Volume 21, Number 8 · May 16, 1974

A Great Soviet Psychologist

By David Joravsky
The Working Brain: An Introduction to Neuropsychology
by A.R. Luria, translated by Basil Haigh

Basic Books, 398 pp., $12.50

The Man with a Shattered World: The History of a Brain Wound
by A.R. Luria, translated by Lynn Solotaroff

Basic Books, 166 pp., $6.95

The Nature of Human Conflicts: or Emotion, Conflict and Will
by A.R. Luria, translated by W. Horsley Gantt

Washington Square Press, 432 pp., $1.45 (paper)
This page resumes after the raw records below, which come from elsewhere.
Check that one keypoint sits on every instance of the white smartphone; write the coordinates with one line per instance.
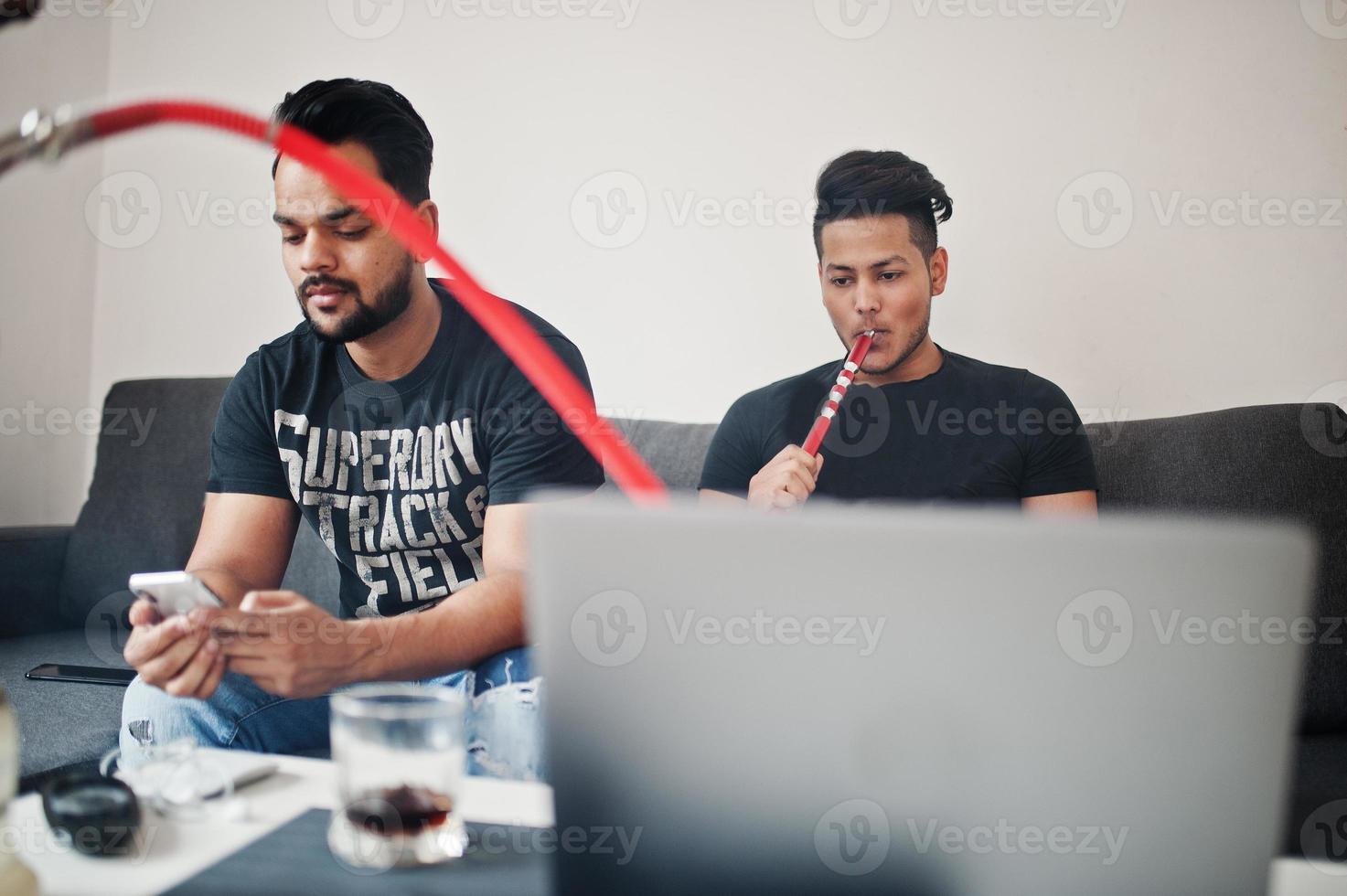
(173, 593)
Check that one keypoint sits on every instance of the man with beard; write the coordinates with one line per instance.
(393, 426)
(920, 423)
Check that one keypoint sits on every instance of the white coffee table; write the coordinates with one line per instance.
(176, 850)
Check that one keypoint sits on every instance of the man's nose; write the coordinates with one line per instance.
(866, 299)
(316, 255)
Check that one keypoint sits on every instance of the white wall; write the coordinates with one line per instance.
(48, 278)
(720, 101)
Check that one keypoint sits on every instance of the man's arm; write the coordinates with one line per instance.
(1068, 503)
(244, 545)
Soviet Psychology: Philosophical, Theoretical, and Experimental Issues
by Levy Rahmani

International Universities Press, 440 pp., $17.50

What is distinctively Soviet in Soviet thought? The usual answer, Marxism-Leninism, creates more awkward problems than it resolves, especially when the influence of that parochial ideology is sought in a universally respected scholar such as the psychologist Alexander Luria. The Working Brain, his eleventh book in English, has no references to Marx or Lenin. His first, The Nature of Human Conflicts, originally published in 1932 and now reprinted for the fourth time, has a fragmentary quote from a Marx who may be Karl—it is too tiny to be identified. And quotations aside, no characteristic ideas of Marx or Lenin can be discovered in either book.